A couple of years ago, in this post on The Boy Who Followed Ripley (1980) – the third novel in the five-book Ripliad – I noted that Patricia Highsmith identified with Tom Ripley more than any other character she created. In her guidebook Plotting and Writing Suspense Fiction (1966) she wrote of Tom's debut, The Talented Mr. Ripley (1955), "No book was easier for me to write, and I often had the feeling Ripley was writing it and I was merely typing," while later novels in the Ripliad, The Boy Who Followed Ripley among them, are littered with opinions and asides that are ostensibly Tom's but in fact recognisably those of his creator. Highsmith was even known to sign letters to friends, "Tom".
But Highsmith drew on other sources besides herself in her formulation of Tom Ripley. Andrew Wilson, in his 2003 biography of the author, Beautiful Shadow, points to Julian Green's 1947 body-swapping fantasy If I Were You and Henry James's 1903 novel The Ambassadors as two literary inspirations for Tom and The Talented Mr.

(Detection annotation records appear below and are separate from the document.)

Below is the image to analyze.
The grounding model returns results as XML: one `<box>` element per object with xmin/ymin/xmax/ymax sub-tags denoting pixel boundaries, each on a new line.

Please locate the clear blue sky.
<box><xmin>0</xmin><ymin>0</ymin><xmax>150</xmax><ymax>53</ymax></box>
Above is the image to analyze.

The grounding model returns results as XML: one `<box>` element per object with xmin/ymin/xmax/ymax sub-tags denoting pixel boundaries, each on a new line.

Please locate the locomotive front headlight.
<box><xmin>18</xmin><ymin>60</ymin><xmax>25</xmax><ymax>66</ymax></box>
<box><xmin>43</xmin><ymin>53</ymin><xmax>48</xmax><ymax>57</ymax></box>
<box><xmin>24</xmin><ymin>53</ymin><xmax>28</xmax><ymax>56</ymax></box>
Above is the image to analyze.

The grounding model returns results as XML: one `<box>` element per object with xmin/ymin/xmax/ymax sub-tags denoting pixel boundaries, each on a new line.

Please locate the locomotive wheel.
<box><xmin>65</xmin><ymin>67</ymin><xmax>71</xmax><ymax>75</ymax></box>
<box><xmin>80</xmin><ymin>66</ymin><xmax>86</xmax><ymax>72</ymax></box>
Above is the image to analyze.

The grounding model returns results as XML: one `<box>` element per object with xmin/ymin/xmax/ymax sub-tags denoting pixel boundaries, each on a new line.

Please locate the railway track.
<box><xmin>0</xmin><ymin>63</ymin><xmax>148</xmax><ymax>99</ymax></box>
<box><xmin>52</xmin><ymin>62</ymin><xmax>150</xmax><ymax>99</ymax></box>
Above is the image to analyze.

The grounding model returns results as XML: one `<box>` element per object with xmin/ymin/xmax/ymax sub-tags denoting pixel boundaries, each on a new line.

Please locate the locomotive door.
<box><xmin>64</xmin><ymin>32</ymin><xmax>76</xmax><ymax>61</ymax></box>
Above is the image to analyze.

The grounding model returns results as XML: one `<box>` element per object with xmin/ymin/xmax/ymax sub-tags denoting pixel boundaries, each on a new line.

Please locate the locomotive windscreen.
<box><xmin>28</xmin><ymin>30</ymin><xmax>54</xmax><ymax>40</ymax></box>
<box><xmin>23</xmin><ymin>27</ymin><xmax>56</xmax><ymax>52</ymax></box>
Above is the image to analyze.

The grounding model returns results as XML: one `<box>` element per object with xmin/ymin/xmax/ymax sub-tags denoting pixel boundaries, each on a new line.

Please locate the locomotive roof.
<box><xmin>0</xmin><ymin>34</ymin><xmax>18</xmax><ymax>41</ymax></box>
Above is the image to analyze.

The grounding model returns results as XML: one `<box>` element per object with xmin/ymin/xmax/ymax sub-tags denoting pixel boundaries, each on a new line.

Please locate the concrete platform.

Ripley. He also highlights a real life inspiration: a Herald Tribune news story that Highsmith read in 1954 about a man "presumed dead after the discovery of a charred body" who "was spotted drinking after his 'funeral' and... arrested". But there's another real life inspiration for Tom, one that Highsmith herself wrote about in an essay for the Winter 1989 issue (#29) of literary journal Granta.
Titled Scene of the Crime, the essay recaps the events of The Talented Mr. Ripley before turning to "the place where Ripley was born," as Highsmith puts it, "in the sense of being a story-less image in my memory". The place is Positano on the Amalfi Coast, which Highsmith visited for the first time in late summer 1951. (Wilson's biography contradicts this, stating that Highsmith first visited Positano in late summer 1949.) Emerging onto the balcony of her hotel one quiet morning Highsmith "noticed a solitary young man in shorts and sandals with a towel flung over his shoulder, making his way along the beach from right to left. He was looking downward... I could just see that his hair was straight and darkish." She continues:
There was an air of pensiveness about him, maybe unease. And why was he alone? He did not look like the athletic type who would take a cold swim alone at an early hour. Had he quarrelled with someone? What was on his mind? I never saw him again. I did not even write anything in my cahier about him. What would there have been to say? He looked like a thousand other American tourists in Europe that summer. I had the feeling that he was American.
The image of the solitary young man returned to Highsmith months later on her second trip to Europe when an idea for a story occurred to her, "...of a young American drifter being sent to Europe to bring another American back home, if possible". (Highsmith admits at this point the similarity of her notion to The Ambassadors.) Yet when she actually came to write The Talented Mr. Ripley, she was "not sure that the Positano beach image with the solitary figure even came to my mind", although Positano itself made it into the novel – and onto the dust jacket of the 1957 British first edition – as Mongibello. It was only "years later [when] journalists asked me, 'Where did you get the idea of Ripley from?' and as I racked my mind to answer, to recall exactly where, [that] the solitary figure on the beach returned to me, and I described his appearance – as I had seen it from two hundred metres or more".
Highsmith writes in closing:
The stretch of the Positano beach, which has not changed much except that it may now hold a few more boats or people, has no particular fascination for me. Ripley was not really born there, was just an image for me, and needed another element to spring to life: imagination, which came many months later.